Team Z has had plenty of experience over the years of building and upgrading chassis of other makes and models, though, including the fourth-gen F-body (Camaro and Firebird) platform.
“We do suspension well. We’re extremely vertically integrated, and can do everything in-house. We love muscle cars, and the fourth-gen, next to the Mustang, is one of the favorite muscle cars for people to race,” Zimmerman notes. “We’ve been working on those cars forever, and haven’t launched a line of suspension, but we’ve offered a rearend and suspension for four or five years now.”
Fixing The Foundation
Like many other unibody chassis, the fourth-gen F-body is prone to flex, especially with the T-top-equipped cars, and the majority of them seem to be so equipped. Even the hardtops cars can benefit from something as simple as subframe connectors, but stiffening the chassis is only part of making a car safer and having it work better on track, especially in a racing application where horsepower has increased dramatically.
“If you’re going to do a cage, you want a good set of subframe connectors. You definitely want a good foundation before you do a cage. We have a cage kit that fits really well in those cars,” Zimmerman said of his products for the fourth-gen F-body twins. “They are pre-notched, pre-bent, and certified to 8.50. Making everything fit is the hardest part with them. Most of the cars are T-top cars, so making the cage fit around the mechanism for those and making the main hoop miss the seat belt buckets is a challenge.”
Team Z offers both 8- and 10-point options, and is considering a 6-point, should the market demand it.
As part of fixing the foundation, Zimmerman also noted that good shock absorbers on all our corners is important.
“You want to control the rise of the front end, as well as the extension and squat on the rearend,” he says.
Rear Suspension Changes
Zimmerman noted that the area needing the biggest changes and improvements for performance is the rear suspension, and his company started working on suspension components for the fourth-gen platform about seven or eight years ago.
“The design of the rear suspension with the torque arm is good, but the location of the lower control arms in relationship to it is the issue. Getting the instant center correct is hard. A lot of guys need to extend the lower control arms. The length of torque arm lends itself more towards road racing. We are building a stock bolt-in to replace the stamped steel one and its rubber bushings, and a shorter one for drag racing that is designed around the Strange S60 rearend.
“We also have a 9-inch rearend that we designed,” Zimmerman continues. “We have an economy one and a fabricated version of the 9-inch. The center section on the fabricated version is pretty compact so not to have clearance issues with the driveshaft tunnel and rearend relief. The trunk floor and beginning of the transmission tunnel is pretty low, especially at a lower ride height.”
The shorter, drag racing version of the Team Z F-body torque arm utilizes heim joints and solid bushings, and the shorter length, combined with the lower control arm extension brackets, provides for a lot of adjustment for pinion angle and instant center.

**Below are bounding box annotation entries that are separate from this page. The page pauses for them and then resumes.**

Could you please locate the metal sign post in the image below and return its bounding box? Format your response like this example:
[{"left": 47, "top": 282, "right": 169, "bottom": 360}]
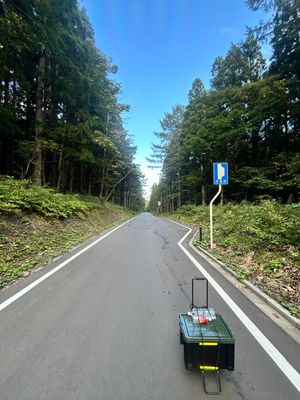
[
  {"left": 209, "top": 185, "right": 222, "bottom": 249},
  {"left": 209, "top": 163, "right": 228, "bottom": 249}
]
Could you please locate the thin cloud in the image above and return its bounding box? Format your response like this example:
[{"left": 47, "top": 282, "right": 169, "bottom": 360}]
[{"left": 219, "top": 26, "right": 234, "bottom": 35}]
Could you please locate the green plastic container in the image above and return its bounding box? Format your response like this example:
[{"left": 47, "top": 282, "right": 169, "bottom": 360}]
[{"left": 179, "top": 313, "right": 235, "bottom": 371}]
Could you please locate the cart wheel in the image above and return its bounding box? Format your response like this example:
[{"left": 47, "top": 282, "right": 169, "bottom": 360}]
[
  {"left": 179, "top": 328, "right": 184, "bottom": 344},
  {"left": 183, "top": 346, "right": 193, "bottom": 371}
]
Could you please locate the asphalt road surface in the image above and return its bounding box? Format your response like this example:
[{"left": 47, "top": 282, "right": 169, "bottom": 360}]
[{"left": 0, "top": 213, "right": 300, "bottom": 400}]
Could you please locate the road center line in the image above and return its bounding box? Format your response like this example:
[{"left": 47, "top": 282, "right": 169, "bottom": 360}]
[
  {"left": 177, "top": 228, "right": 300, "bottom": 392},
  {"left": 0, "top": 217, "right": 136, "bottom": 311}
]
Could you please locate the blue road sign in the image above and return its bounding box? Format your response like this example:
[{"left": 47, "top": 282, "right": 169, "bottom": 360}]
[{"left": 214, "top": 163, "right": 228, "bottom": 185}]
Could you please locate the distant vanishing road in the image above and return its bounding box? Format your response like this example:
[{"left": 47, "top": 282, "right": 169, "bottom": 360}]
[{"left": 0, "top": 213, "right": 300, "bottom": 400}]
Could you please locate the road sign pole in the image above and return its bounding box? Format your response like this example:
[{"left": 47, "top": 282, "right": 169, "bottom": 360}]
[{"left": 209, "top": 185, "right": 222, "bottom": 249}]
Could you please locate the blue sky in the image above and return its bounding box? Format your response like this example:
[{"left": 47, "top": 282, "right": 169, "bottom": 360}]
[{"left": 80, "top": 0, "right": 270, "bottom": 197}]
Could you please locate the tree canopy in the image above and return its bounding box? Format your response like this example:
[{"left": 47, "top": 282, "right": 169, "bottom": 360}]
[
  {"left": 149, "top": 0, "right": 300, "bottom": 210},
  {"left": 0, "top": 0, "right": 143, "bottom": 209}
]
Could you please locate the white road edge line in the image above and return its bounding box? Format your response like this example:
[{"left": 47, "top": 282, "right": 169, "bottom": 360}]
[
  {"left": 177, "top": 224, "right": 300, "bottom": 392},
  {"left": 0, "top": 216, "right": 136, "bottom": 311}
]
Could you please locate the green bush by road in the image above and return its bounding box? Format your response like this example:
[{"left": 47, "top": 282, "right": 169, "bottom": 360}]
[
  {"left": 0, "top": 177, "right": 133, "bottom": 288},
  {"left": 165, "top": 200, "right": 300, "bottom": 317}
]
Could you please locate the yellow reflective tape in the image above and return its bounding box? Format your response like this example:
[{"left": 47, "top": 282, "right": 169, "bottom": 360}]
[
  {"left": 199, "top": 365, "right": 219, "bottom": 371},
  {"left": 199, "top": 342, "right": 218, "bottom": 346}
]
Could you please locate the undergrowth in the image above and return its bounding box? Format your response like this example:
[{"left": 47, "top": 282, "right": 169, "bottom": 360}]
[
  {"left": 169, "top": 200, "right": 300, "bottom": 317},
  {"left": 0, "top": 177, "right": 132, "bottom": 288}
]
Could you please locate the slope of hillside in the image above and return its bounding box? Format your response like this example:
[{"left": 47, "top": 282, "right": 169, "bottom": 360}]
[{"left": 0, "top": 177, "right": 133, "bottom": 288}]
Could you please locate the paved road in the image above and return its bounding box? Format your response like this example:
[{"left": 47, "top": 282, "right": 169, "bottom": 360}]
[{"left": 0, "top": 213, "right": 300, "bottom": 400}]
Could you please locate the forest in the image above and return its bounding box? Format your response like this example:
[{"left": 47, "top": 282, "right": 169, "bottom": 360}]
[
  {"left": 148, "top": 0, "right": 300, "bottom": 211},
  {"left": 0, "top": 0, "right": 144, "bottom": 210}
]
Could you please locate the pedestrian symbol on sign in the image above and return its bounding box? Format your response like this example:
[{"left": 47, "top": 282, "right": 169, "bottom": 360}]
[{"left": 214, "top": 163, "right": 228, "bottom": 185}]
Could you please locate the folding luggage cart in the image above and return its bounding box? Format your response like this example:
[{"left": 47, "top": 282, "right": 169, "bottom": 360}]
[{"left": 179, "top": 278, "right": 235, "bottom": 394}]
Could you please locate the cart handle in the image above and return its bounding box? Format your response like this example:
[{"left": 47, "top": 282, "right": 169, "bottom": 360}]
[{"left": 191, "top": 277, "right": 208, "bottom": 309}]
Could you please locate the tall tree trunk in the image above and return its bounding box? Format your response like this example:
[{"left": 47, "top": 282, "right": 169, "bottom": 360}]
[
  {"left": 80, "top": 162, "right": 84, "bottom": 193},
  {"left": 177, "top": 172, "right": 181, "bottom": 208},
  {"left": 56, "top": 151, "right": 63, "bottom": 190},
  {"left": 200, "top": 164, "right": 206, "bottom": 206},
  {"left": 88, "top": 168, "right": 92, "bottom": 195},
  {"left": 32, "top": 49, "right": 46, "bottom": 186},
  {"left": 69, "top": 161, "right": 74, "bottom": 193},
  {"left": 4, "top": 77, "right": 9, "bottom": 107}
]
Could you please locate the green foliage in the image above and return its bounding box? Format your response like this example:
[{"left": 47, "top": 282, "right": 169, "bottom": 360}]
[
  {"left": 0, "top": 0, "right": 143, "bottom": 209},
  {"left": 168, "top": 200, "right": 300, "bottom": 316},
  {"left": 148, "top": 0, "right": 300, "bottom": 211},
  {"left": 0, "top": 177, "right": 101, "bottom": 219},
  {"left": 0, "top": 184, "right": 132, "bottom": 288}
]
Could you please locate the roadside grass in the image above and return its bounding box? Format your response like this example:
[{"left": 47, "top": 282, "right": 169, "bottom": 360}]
[
  {"left": 0, "top": 178, "right": 133, "bottom": 288},
  {"left": 164, "top": 200, "right": 300, "bottom": 317}
]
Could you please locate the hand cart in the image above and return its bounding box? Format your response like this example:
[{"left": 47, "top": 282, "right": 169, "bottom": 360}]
[{"left": 179, "top": 278, "right": 235, "bottom": 394}]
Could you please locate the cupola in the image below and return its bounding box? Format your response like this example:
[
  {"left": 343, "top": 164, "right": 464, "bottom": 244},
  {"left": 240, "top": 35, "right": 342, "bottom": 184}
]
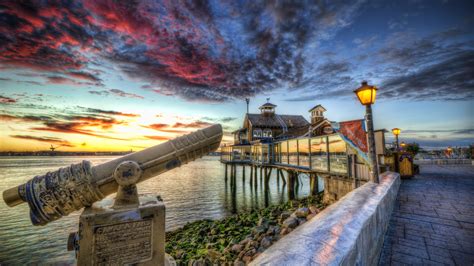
[{"left": 308, "top": 104, "right": 326, "bottom": 124}]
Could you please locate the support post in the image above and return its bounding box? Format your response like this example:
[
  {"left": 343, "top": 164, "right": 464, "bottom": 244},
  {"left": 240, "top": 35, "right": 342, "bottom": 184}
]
[{"left": 365, "top": 104, "right": 379, "bottom": 183}]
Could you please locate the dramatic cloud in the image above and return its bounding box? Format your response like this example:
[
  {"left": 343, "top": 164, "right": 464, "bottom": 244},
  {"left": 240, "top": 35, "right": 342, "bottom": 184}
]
[
  {"left": 173, "top": 121, "right": 212, "bottom": 128},
  {"left": 0, "top": 95, "right": 16, "bottom": 103},
  {"left": 10, "top": 135, "right": 75, "bottom": 147},
  {"left": 0, "top": 0, "right": 360, "bottom": 102},
  {"left": 78, "top": 106, "right": 140, "bottom": 117}
]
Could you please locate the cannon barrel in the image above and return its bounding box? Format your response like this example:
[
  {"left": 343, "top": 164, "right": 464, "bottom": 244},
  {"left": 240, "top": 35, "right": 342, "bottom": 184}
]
[{"left": 3, "top": 124, "right": 223, "bottom": 225}]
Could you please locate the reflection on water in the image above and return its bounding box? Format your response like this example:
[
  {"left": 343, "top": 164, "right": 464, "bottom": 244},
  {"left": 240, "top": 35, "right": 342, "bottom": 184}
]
[{"left": 0, "top": 156, "right": 318, "bottom": 264}]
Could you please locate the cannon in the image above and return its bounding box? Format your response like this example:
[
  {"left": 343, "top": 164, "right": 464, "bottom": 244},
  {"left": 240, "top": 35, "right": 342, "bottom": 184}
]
[{"left": 3, "top": 124, "right": 223, "bottom": 225}]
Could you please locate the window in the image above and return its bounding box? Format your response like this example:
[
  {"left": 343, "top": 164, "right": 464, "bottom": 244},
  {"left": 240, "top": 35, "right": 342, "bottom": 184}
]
[
  {"left": 263, "top": 128, "right": 272, "bottom": 138},
  {"left": 253, "top": 128, "right": 262, "bottom": 138}
]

While not as important as the rear suspension, the front suspension of the fourth-gen F-body does play a part in how a car works on track. Before building any performance parts, Team Z Motorsports realized it needed to address a common rust issue with this platform, and that is where the upper control arm bolts to the chassis.
“Midwest cars start to rust out at the bracket,” Zimmerman explains of the need to offer a new upper control arm mounting bracket to replace the factory one that may have expired or no longer offer adequate support.

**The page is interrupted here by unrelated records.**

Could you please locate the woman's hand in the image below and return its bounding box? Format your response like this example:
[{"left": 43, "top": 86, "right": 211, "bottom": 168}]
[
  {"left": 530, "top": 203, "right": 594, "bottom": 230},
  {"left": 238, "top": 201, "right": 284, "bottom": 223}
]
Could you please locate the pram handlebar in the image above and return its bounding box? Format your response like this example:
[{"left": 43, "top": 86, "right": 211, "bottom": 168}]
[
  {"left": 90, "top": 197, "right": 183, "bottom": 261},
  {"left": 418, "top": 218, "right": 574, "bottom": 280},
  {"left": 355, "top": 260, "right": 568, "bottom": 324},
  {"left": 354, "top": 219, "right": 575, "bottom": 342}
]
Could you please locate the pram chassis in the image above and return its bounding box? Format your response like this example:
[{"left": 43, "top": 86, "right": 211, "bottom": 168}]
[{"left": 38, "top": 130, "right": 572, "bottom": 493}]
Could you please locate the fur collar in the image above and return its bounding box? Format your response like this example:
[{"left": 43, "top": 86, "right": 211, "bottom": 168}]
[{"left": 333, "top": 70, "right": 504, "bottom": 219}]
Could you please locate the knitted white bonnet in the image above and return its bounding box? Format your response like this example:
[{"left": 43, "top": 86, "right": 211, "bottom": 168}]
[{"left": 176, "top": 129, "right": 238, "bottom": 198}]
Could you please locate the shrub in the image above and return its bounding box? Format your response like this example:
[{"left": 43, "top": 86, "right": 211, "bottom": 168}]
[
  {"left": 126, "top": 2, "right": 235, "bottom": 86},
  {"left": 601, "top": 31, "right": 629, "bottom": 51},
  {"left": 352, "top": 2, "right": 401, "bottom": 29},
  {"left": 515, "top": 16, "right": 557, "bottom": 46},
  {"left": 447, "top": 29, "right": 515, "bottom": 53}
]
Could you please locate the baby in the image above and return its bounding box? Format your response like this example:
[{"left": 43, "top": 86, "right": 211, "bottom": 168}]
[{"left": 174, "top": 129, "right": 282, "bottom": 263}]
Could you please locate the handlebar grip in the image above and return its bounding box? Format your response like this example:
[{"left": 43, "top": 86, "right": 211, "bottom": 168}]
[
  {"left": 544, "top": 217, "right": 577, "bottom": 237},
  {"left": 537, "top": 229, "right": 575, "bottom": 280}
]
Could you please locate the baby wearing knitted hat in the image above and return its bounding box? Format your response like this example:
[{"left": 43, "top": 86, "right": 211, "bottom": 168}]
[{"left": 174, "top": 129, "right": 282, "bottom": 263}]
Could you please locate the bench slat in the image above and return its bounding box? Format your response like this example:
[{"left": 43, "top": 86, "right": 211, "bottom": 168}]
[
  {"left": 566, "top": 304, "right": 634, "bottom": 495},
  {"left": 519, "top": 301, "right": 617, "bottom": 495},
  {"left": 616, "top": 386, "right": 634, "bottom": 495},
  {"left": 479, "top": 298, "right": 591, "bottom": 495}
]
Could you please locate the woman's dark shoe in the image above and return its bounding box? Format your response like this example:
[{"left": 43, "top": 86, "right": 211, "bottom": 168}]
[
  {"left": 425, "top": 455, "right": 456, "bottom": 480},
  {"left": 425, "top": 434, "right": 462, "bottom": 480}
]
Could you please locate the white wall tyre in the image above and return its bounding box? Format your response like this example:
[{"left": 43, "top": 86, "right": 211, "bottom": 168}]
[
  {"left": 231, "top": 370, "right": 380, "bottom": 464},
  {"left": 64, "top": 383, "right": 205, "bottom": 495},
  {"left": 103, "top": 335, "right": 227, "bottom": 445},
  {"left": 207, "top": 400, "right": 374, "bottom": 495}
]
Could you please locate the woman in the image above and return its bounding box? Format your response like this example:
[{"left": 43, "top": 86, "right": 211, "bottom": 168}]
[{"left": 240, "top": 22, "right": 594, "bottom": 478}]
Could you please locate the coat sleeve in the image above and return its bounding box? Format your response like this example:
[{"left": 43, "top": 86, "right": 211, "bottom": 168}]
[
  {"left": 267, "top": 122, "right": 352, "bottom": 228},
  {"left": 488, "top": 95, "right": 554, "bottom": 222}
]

The Team Z Motorsports F-body tubular K-member is another new product coming to market, and works for both drag and road racing applications.
“We messed around with the design to give more room and adjustability for the road racing guys,” Zimmerman tells us. “It’s lightweight, and we employed a modular way of manufacturing with it. We street-tested for six months in Michigan, the pothole capital.” Team Z took a slightly different approach when engineering the K-member, as they wanted to build in adjustability but ensure that the user’s adjustments remain constant despite external forces acting on it.

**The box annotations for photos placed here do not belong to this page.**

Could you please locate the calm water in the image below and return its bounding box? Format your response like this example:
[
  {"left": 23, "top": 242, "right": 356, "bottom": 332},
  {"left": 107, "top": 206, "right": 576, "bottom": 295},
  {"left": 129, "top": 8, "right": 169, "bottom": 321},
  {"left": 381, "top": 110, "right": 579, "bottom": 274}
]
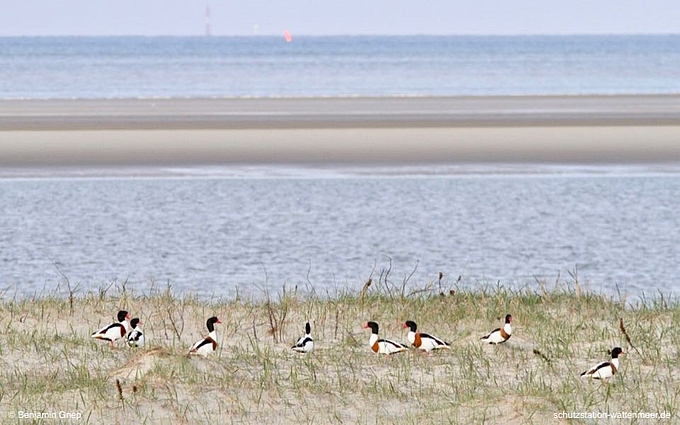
[
  {"left": 0, "top": 166, "right": 680, "bottom": 296},
  {"left": 0, "top": 35, "right": 680, "bottom": 296},
  {"left": 0, "top": 35, "right": 680, "bottom": 98}
]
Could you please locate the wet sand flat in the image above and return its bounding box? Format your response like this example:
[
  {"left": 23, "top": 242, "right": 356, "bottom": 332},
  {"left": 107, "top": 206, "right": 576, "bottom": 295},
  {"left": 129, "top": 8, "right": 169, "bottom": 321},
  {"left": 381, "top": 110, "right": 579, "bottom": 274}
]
[{"left": 0, "top": 95, "right": 680, "bottom": 167}]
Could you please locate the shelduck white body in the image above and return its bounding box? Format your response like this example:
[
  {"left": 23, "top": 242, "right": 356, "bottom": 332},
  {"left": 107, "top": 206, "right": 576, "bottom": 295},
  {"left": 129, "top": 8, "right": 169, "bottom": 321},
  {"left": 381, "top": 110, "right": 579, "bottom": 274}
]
[
  {"left": 404, "top": 320, "right": 451, "bottom": 352},
  {"left": 581, "top": 347, "right": 626, "bottom": 379},
  {"left": 480, "top": 314, "right": 512, "bottom": 344},
  {"left": 189, "top": 316, "right": 222, "bottom": 357},
  {"left": 92, "top": 310, "right": 130, "bottom": 349},
  {"left": 364, "top": 322, "right": 408, "bottom": 355},
  {"left": 291, "top": 322, "right": 314, "bottom": 353},
  {"left": 127, "top": 317, "right": 144, "bottom": 347}
]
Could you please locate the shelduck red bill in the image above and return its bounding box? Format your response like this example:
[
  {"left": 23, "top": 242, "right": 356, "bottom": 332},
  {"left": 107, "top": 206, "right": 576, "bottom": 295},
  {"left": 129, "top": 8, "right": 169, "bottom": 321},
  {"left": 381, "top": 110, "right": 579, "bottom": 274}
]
[{"left": 364, "top": 322, "right": 408, "bottom": 356}]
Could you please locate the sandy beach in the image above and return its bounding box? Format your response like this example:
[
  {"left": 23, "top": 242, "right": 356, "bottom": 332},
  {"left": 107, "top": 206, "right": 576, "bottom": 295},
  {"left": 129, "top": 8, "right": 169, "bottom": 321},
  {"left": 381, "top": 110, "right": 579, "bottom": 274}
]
[{"left": 0, "top": 95, "right": 680, "bottom": 167}]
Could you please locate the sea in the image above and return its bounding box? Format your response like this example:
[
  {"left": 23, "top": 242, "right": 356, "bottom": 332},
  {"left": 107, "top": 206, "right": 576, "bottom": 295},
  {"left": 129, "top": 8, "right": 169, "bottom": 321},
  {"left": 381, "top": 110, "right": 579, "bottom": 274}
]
[{"left": 0, "top": 35, "right": 680, "bottom": 299}]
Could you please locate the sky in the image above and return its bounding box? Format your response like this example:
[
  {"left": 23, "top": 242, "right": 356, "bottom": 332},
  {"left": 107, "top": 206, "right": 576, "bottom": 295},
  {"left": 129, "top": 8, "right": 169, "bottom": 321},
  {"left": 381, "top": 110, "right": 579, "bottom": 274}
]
[{"left": 0, "top": 0, "right": 680, "bottom": 36}]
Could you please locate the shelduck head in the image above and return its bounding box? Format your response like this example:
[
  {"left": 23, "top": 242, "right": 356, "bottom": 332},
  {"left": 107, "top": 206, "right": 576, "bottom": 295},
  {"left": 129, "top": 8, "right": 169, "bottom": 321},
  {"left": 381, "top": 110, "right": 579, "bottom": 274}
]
[
  {"left": 364, "top": 322, "right": 380, "bottom": 335},
  {"left": 404, "top": 320, "right": 418, "bottom": 332},
  {"left": 205, "top": 316, "right": 222, "bottom": 332}
]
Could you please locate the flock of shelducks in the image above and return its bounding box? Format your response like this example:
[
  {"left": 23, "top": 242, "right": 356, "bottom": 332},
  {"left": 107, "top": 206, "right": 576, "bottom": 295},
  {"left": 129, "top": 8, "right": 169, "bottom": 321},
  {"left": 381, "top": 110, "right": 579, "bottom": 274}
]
[{"left": 92, "top": 310, "right": 626, "bottom": 379}]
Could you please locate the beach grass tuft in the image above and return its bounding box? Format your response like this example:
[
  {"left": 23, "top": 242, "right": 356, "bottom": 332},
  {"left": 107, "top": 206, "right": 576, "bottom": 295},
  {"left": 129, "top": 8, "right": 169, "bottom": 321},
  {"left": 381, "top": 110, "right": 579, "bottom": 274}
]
[{"left": 0, "top": 278, "right": 680, "bottom": 423}]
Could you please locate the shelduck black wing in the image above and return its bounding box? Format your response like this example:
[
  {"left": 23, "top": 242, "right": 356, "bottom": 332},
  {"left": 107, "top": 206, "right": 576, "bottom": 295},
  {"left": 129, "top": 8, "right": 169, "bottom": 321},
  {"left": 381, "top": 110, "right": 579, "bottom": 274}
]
[
  {"left": 581, "top": 362, "right": 611, "bottom": 376},
  {"left": 291, "top": 336, "right": 314, "bottom": 348},
  {"left": 189, "top": 338, "right": 217, "bottom": 353},
  {"left": 378, "top": 339, "right": 408, "bottom": 350}
]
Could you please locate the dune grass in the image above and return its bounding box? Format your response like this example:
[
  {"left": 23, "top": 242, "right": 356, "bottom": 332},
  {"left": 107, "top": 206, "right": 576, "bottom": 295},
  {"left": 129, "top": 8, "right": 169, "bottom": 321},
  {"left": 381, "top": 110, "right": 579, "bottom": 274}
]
[{"left": 0, "top": 276, "right": 680, "bottom": 424}]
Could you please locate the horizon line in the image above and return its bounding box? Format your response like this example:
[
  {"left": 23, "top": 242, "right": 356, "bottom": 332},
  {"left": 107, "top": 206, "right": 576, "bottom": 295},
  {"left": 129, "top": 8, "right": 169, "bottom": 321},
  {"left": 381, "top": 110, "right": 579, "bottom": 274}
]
[{"left": 0, "top": 30, "right": 680, "bottom": 38}]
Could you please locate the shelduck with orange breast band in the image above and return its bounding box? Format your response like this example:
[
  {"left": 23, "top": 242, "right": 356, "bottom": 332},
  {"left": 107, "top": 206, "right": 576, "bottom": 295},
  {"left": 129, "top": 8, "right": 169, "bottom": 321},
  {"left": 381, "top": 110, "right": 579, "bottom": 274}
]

“Where the lower A-arms mount in other manufacturers’ K-members, they have a slotted adjustment. A lot of the drag racing guys complain about that. Sometimes when braking hard at the end of the track, if the A-arm bolt comes loose, the alignment can go out. Ours are keyed and slotted. We put that on the K-member and adjust in 1/8-inch increments and lock it into the place,” Zimmerman says. Complementing the K-member are fabricated upper and lower control arms.
Another component that Team Z offers is a tubular front end, which replaces the sheet metal from the strut tower forward. This saves about 25 pounds of weight and provides additional space for turbo systems or other components.
“We’ve worked on those for a while and have been trying to get a mount to work to sell them welded, Zimmerman explains. “We have it figured out for the Camaro, but the Trans Am with the flip-up headlight mounts is proving problematic. Our unwelded kit will work, but end user will have to make it work on their end.”
Additional Components For The Fourth-Gen F-Body
With the chassis, front and rear suspensions covered, Team Z found there were more areas of the fourth-gen F-bodies that they could provide products for, especially when it comes to racing applications.
“We will be manufacturing lightweight steering columns, which are bolt-in replacements,” Zimmerman explains. “They come with a Strange Engineering SFI-rated, five-bolt quick release hub, and we also have an adaptor at the end to adapt a stock intermediate shaft. When we release our K-member, we’ll make our own intermediate shaft so people don’t have issues with headers and stuff like that.”
Additionally, Team Z is manufacturing door hinges, as well.
“They are replacement door hinges that allow you to use a composite or stock door and make it a lift-off door,” Zimmerman explains. “We machine the pin and use a bronze bushing, so it’s a pretty stout piece.”
On the company’s website, you’ll also find seat mounting brackets, parachute mounts and more.
Installation — Best Practices
It should go without saying that the number one best practice when using tools and installing speed parts is to employ proper safety techniques, but of course, there are those that will skirt the issue to save time.
“You should have the proper protective equipment when grinding and cutting,” says Zimmerman. As a metalworker himself, and a business owner with metalworking employees, one can imagine the experience Zimmerman has accrued over time when it comes to what can go wrong during fabrication and installations. “Use jackstands and use proper safety equipment,” he continues.
He also recommends following the company’s videos that are hosted on their YouTube channel and soon will be embedded in their new website.
“We find that doing an install video is a much better aid than a downloadable PDF online,” Zimmerman says. “We have 10-15 years of videos. We try to make installation as easy as possible. With the tubular front ends, there’s some work there, a lot of precise cutting, and people need to be able to precisely measure. The bolt-in stuff is usually straightforward.”
Sometimes when components and systems are redesigned, it’s better to install all of the parts as a system so they work optimally, rather than install them piece by piece. We asked Zimmerman about this regarding the Team Z Motorsports F-body components.
“We set it up so people can grow into it,” Zimmerman explains. Just as this article has presented an order of things to follow, enthusiasts looking to fortify their fourth-gen F-body will want to follow the order.
Looking Towards The Future
As Team Z Motorsports’ F-body products officially hit the market, the company will be keeping an eye on additional components that consumers may demand. For now, though, they are ready to ship their current product offerings.
“There are a few manufacturers out there for F-body parts that make good stuff, and have a good hold on the market,” Zimmerman concludes. “We have a few good ideas that may disrupt that and will be working on our marketing more.”